The rules require that voters have eaten in the restaurants they nominate within the previous 18 months and confirm the date of their last visit. As noted, though, there is no requirement that they show receipts — which would be tricky anyway, as it is well known that tourist bureaus and local governments around the world often host influential food journalists, who may or may not be (but probably are) among the present or future Academy members. And without receipts, doesn't the Academy have to take each member's word for the dates of his or her most recent visits? Oh, and about that anonymity: Many of the voters attend the gala 50 Best awards ceremony each year, intermingling with the chefs and restaurateurs they have presumably helped elect to positions of prominence. They do not wear masks or use pseudonyms.

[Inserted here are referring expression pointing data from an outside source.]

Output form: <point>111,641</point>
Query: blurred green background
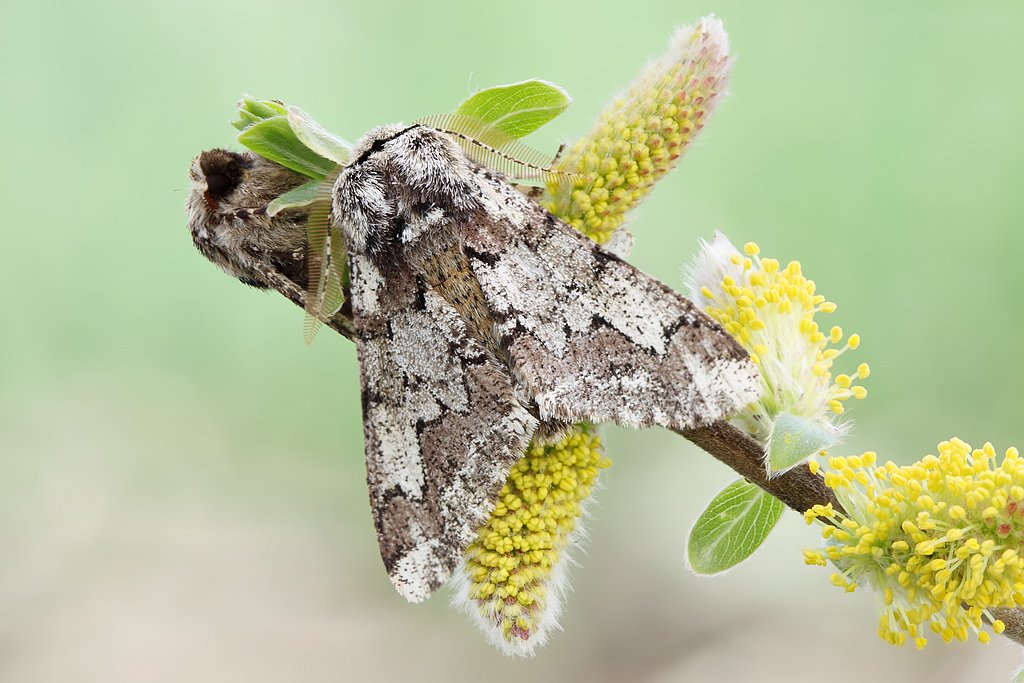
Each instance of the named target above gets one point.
<point>181,493</point>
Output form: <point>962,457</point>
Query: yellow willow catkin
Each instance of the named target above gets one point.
<point>516,568</point>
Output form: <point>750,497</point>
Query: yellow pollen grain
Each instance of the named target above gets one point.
<point>938,549</point>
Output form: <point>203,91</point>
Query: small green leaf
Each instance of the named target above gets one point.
<point>794,439</point>
<point>273,139</point>
<point>517,109</point>
<point>253,111</point>
<point>317,138</point>
<point>733,525</point>
<point>302,196</point>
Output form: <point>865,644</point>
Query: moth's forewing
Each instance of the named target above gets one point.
<point>454,383</point>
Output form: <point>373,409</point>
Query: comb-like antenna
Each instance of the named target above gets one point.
<point>498,151</point>
<point>325,261</point>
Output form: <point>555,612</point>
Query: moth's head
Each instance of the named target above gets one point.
<point>227,216</point>
<point>404,183</point>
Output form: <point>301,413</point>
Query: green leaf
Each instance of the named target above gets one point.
<point>302,196</point>
<point>317,138</point>
<point>794,439</point>
<point>253,111</point>
<point>733,525</point>
<point>517,109</point>
<point>274,139</point>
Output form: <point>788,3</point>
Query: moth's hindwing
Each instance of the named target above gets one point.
<point>593,338</point>
<point>442,425</point>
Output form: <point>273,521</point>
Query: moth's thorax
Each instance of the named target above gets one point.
<point>404,191</point>
<point>227,213</point>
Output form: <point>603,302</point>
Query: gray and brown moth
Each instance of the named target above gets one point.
<point>481,319</point>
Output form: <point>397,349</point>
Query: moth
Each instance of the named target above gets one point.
<point>481,322</point>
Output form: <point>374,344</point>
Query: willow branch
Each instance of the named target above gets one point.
<point>798,487</point>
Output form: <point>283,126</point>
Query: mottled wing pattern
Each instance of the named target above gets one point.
<point>592,337</point>
<point>442,425</point>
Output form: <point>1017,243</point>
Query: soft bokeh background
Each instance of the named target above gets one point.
<point>181,480</point>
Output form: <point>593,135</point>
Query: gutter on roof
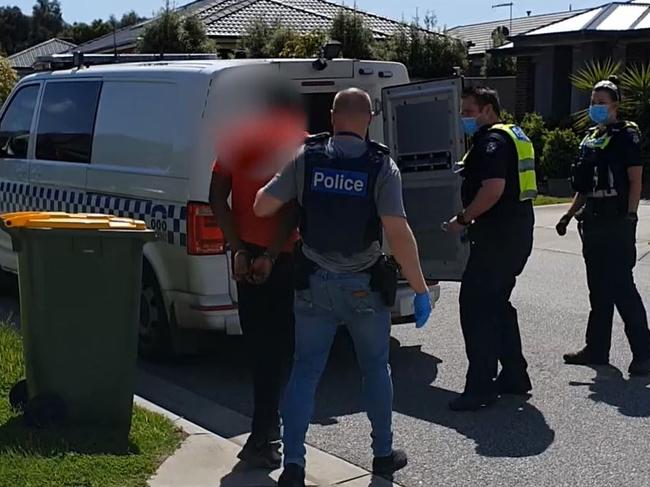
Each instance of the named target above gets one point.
<point>582,35</point>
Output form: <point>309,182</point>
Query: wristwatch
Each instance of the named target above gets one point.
<point>460,218</point>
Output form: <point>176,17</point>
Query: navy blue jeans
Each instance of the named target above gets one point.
<point>333,300</point>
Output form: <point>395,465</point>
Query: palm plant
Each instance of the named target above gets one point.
<point>585,78</point>
<point>634,85</point>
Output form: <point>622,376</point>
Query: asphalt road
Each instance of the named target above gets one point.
<point>581,427</point>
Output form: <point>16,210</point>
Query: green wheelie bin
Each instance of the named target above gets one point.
<point>80,281</point>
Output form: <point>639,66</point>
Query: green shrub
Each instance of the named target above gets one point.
<point>560,151</point>
<point>8,78</point>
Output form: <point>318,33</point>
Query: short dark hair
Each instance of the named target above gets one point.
<point>483,96</point>
<point>352,100</point>
<point>611,86</point>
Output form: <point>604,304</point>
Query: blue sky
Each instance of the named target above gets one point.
<point>450,13</point>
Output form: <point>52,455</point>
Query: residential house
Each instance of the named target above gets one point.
<point>226,21</point>
<point>23,61</point>
<point>547,56</point>
<point>479,37</point>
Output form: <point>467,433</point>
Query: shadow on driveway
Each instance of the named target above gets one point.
<point>630,396</point>
<point>511,428</point>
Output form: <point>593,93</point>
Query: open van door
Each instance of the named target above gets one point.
<point>422,127</point>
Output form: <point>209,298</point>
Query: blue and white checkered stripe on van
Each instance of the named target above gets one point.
<point>168,220</point>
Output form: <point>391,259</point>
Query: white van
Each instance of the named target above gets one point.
<point>134,140</point>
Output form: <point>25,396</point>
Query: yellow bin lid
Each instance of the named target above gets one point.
<point>77,221</point>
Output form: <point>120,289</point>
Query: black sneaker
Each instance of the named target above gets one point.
<point>293,475</point>
<point>517,387</point>
<point>472,402</point>
<point>387,466</point>
<point>639,367</point>
<point>261,455</point>
<point>584,357</point>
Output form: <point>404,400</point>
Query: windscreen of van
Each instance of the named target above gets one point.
<point>318,106</point>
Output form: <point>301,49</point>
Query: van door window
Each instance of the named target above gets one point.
<point>16,123</point>
<point>67,121</point>
<point>318,107</point>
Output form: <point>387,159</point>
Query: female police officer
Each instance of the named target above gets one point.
<point>607,179</point>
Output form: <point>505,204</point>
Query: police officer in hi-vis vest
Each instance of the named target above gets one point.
<point>498,190</point>
<point>348,189</point>
<point>607,178</point>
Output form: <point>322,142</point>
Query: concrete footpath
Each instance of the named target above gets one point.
<point>208,459</point>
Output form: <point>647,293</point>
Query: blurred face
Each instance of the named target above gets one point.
<point>604,108</point>
<point>354,117</point>
<point>471,109</point>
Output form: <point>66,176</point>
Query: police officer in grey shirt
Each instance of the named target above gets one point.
<point>387,194</point>
<point>349,191</point>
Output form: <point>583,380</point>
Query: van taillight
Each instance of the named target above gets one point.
<point>204,237</point>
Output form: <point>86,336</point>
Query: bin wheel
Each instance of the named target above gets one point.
<point>154,341</point>
<point>18,395</point>
<point>45,411</point>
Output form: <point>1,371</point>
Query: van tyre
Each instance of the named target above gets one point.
<point>154,334</point>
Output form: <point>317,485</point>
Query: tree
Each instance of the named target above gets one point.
<point>357,40</point>
<point>193,37</point>
<point>256,38</point>
<point>426,53</point>
<point>47,21</point>
<point>80,32</point>
<point>304,46</point>
<point>14,30</point>
<point>171,33</point>
<point>499,65</point>
<point>272,40</point>
<point>8,78</point>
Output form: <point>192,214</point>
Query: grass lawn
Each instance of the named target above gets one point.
<point>543,200</point>
<point>42,458</point>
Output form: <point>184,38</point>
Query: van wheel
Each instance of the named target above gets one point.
<point>154,336</point>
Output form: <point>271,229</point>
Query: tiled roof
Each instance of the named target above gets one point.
<point>481,34</point>
<point>612,17</point>
<point>25,59</point>
<point>231,18</point>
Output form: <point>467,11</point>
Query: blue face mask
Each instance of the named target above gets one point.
<point>470,125</point>
<point>599,114</point>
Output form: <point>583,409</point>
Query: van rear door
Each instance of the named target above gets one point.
<point>422,127</point>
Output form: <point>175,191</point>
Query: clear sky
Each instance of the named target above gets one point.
<point>449,12</point>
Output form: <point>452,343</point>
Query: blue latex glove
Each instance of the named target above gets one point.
<point>422,306</point>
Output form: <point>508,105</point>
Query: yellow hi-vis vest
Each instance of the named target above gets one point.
<point>526,157</point>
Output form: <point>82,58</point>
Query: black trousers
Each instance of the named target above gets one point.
<point>608,247</point>
<point>267,321</point>
<point>498,254</point>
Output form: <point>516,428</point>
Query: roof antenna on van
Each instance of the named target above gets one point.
<point>328,51</point>
<point>78,59</point>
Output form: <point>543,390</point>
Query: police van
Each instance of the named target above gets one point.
<point>135,140</point>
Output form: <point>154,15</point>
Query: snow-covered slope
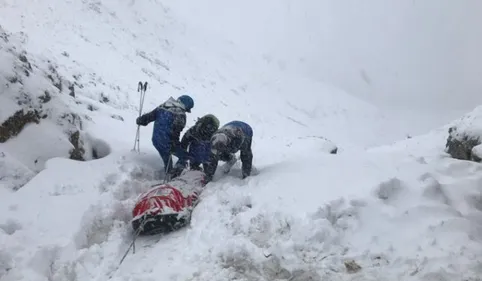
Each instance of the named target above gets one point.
<point>402,211</point>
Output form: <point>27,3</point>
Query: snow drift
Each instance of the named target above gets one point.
<point>371,212</point>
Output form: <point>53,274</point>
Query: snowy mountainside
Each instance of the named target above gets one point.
<point>401,212</point>
<point>77,60</point>
<point>39,113</point>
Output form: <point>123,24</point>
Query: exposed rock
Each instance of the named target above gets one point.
<point>460,145</point>
<point>117,117</point>
<point>351,266</point>
<point>77,153</point>
<point>14,125</point>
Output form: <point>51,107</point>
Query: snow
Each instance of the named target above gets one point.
<point>469,125</point>
<point>383,207</point>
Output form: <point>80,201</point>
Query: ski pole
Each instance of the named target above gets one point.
<point>167,169</point>
<point>142,89</point>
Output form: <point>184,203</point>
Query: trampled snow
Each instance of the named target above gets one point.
<point>376,210</point>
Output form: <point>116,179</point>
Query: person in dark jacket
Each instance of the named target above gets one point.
<point>197,141</point>
<point>232,137</point>
<point>169,120</point>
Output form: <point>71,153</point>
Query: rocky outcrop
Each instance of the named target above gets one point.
<point>465,135</point>
<point>15,123</point>
<point>40,113</point>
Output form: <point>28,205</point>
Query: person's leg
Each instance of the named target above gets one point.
<point>230,160</point>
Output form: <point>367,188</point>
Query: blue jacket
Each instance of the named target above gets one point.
<point>169,120</point>
<point>240,136</point>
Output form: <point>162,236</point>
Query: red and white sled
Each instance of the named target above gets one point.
<point>168,207</point>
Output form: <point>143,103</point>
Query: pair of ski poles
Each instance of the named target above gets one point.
<point>142,89</point>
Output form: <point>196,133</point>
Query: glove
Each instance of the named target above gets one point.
<point>206,180</point>
<point>245,174</point>
<point>140,121</point>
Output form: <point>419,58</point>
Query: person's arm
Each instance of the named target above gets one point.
<point>246,157</point>
<point>187,138</point>
<point>210,168</point>
<point>147,118</point>
<point>177,126</point>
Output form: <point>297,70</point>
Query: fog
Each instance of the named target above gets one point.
<point>409,53</point>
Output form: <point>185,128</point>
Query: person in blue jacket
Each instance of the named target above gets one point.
<point>229,139</point>
<point>169,120</point>
<point>197,142</point>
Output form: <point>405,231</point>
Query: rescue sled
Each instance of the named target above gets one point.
<point>167,207</point>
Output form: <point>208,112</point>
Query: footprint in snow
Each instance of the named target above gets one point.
<point>390,191</point>
<point>10,227</point>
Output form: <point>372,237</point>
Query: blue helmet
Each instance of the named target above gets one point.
<point>187,101</point>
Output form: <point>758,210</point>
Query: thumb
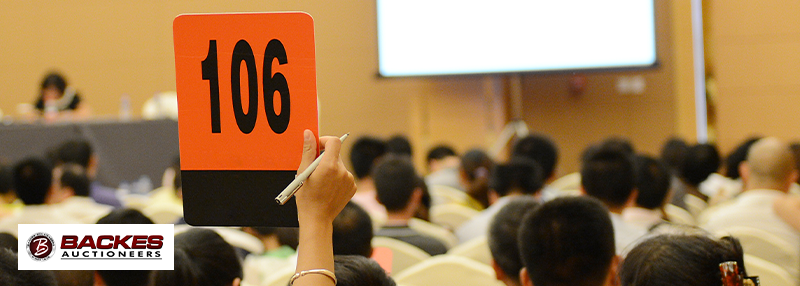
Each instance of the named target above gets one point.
<point>309,150</point>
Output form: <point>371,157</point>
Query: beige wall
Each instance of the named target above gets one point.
<point>110,48</point>
<point>755,59</point>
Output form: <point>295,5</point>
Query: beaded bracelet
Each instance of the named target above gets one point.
<point>325,272</point>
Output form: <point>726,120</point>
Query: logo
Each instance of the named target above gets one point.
<point>40,246</point>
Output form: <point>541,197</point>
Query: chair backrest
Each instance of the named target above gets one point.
<point>444,270</point>
<point>280,277</point>
<point>769,273</point>
<point>403,254</point>
<point>476,249</point>
<point>433,230</point>
<point>767,246</point>
<point>569,182</point>
<point>451,216</point>
<point>676,214</point>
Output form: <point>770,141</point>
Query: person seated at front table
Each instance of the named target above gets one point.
<point>57,100</point>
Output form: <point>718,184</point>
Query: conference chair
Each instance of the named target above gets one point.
<point>476,249</point>
<point>445,270</point>
<point>404,255</point>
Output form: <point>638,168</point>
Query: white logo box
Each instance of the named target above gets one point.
<point>96,247</point>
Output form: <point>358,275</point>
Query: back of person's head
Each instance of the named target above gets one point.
<point>737,156</point>
<point>701,161</point>
<point>6,180</point>
<point>202,258</point>
<point>9,275</point>
<point>399,145</point>
<point>567,241</point>
<point>125,216</point>
<point>690,260</point>
<point>503,235</point>
<point>125,277</point>
<point>540,149</point>
<point>54,79</point>
<point>365,152</point>
<point>74,151</point>
<point>394,182</point>
<point>652,182</point>
<point>673,153</point>
<point>74,176</point>
<point>8,241</point>
<point>476,167</point>
<point>352,232</point>
<point>32,180</point>
<point>356,270</point>
<point>608,175</point>
<point>770,161</point>
<point>520,174</point>
<point>439,152</point>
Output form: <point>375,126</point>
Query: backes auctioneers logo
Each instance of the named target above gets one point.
<point>40,246</point>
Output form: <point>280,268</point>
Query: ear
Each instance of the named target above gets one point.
<point>498,272</point>
<point>524,278</point>
<point>613,278</point>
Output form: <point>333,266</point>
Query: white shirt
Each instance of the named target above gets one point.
<point>625,235</point>
<point>642,217</point>
<point>753,208</point>
<point>83,209</point>
<point>479,225</point>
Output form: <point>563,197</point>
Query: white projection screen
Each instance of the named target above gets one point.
<point>452,37</point>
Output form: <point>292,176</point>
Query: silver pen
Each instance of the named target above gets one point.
<point>295,185</point>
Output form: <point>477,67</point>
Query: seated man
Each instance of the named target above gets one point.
<point>767,175</point>
<point>653,184</point>
<point>397,191</point>
<point>33,178</point>
<point>521,176</point>
<point>607,174</point>
<point>70,194</point>
<point>503,239</point>
<point>568,241</point>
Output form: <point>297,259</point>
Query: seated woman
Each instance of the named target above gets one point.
<point>681,260</point>
<point>57,100</point>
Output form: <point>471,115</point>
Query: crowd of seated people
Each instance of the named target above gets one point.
<point>619,228</point>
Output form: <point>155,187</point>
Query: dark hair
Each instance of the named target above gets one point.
<point>394,182</point>
<point>673,153</point>
<point>477,166</point>
<point>737,156</point>
<point>32,179</point>
<point>567,241</point>
<point>6,180</point>
<point>8,241</point>
<point>364,153</point>
<point>74,151</point>
<point>74,176</point>
<point>691,260</point>
<point>125,277</point>
<point>652,182</point>
<point>399,145</point>
<point>701,161</point>
<point>503,234</point>
<point>54,79</point>
<point>352,232</point>
<point>519,174</point>
<point>9,275</point>
<point>125,216</point>
<point>609,176</point>
<point>439,152</point>
<point>202,258</point>
<point>356,270</point>
<point>540,149</point>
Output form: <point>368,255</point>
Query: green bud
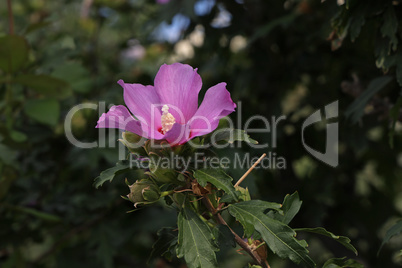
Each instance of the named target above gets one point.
<point>163,175</point>
<point>144,192</point>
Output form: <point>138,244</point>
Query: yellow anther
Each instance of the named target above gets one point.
<point>167,119</point>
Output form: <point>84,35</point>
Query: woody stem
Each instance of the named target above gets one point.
<point>238,239</point>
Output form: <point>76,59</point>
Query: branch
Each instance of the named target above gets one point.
<point>10,18</point>
<point>262,262</point>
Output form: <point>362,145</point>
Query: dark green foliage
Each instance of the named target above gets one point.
<point>51,216</point>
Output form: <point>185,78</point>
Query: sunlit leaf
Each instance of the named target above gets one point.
<point>218,178</point>
<point>290,207</point>
<point>278,236</point>
<point>109,174</point>
<point>167,239</point>
<point>196,241</point>
<point>342,263</point>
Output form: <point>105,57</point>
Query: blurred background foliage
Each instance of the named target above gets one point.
<point>278,58</point>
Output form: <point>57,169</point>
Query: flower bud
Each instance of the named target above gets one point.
<point>143,192</point>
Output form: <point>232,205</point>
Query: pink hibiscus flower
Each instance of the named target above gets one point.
<point>169,109</point>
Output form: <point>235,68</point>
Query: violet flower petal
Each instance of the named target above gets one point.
<point>144,103</point>
<point>178,86</point>
<point>179,134</point>
<point>216,104</point>
<point>119,117</point>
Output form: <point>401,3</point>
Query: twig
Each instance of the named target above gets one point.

However much "integrity and authenticity" might be involved in the process, the resulting list remains, as it has always been, heavily Eurocentric and largely masculine. Yes, there are women, three of them, in the 2017 top 50 — Pía León of Central (No. 5), Elena Arzak of Arzak in San Sebastián (No. 30), and Daniela Soto-Innes of Cosme in New York City (No. 40) — but all three are co-chefs with male counterparts (or bosses). Another woman, Ana Roš of Hiša Franko in Kobarid, Slovenia, was named the World's Best Female Chef 2017 — a designation, incidentally, that many believe should not exist — by the Academy, but her restaurant shows up only in the 51-100 also-rans, at No. 69.
As for geography, in the 2017 ranking, 27 of the 50 restaurants are on the European Continent or in the U.K. Eight Latin American restaurants are included, as well as seven from Asia, six from the U.S., and two from the host country for this year's event, Australia. Canada, New Zealand, South Africa, and the entire Middle East — regions full of excellent restaurants — are absent.
The smart money is betting that next year's 50 Best will include at least a few more Australian entries, though: Tourism Australia was an official sponsor of the 50 Best this year, to the tune of about $600,000 (U.S.), and Visit Victoria, the tourism organization for Melbourne's home state, provided the venue for the ceremony gratis. Between them, the tourist agencies also hosted attendees for meals and trips around Australia for almost two weeks, before and after the 50 Best evening. Australia is a wonderful food country. How could voters fail to be impressed? Of course, if, say, Tourism Vancouver or GoIsrael or Cape Town Tourism were to pony up the big bucks for the 2018 award ceremony, well...
Back in 2015, one of the founders of Occupy 50 Best, Zoé Reyners, co-founder of the Paris-based public relations and lobbying firm Katch & Reyners, told The New York Times, "They [the 50 Best organization] have the sponsorship money, they have the world's ear, they have the power. All we ask is that they recognize that responsibility, and change the system accordingly."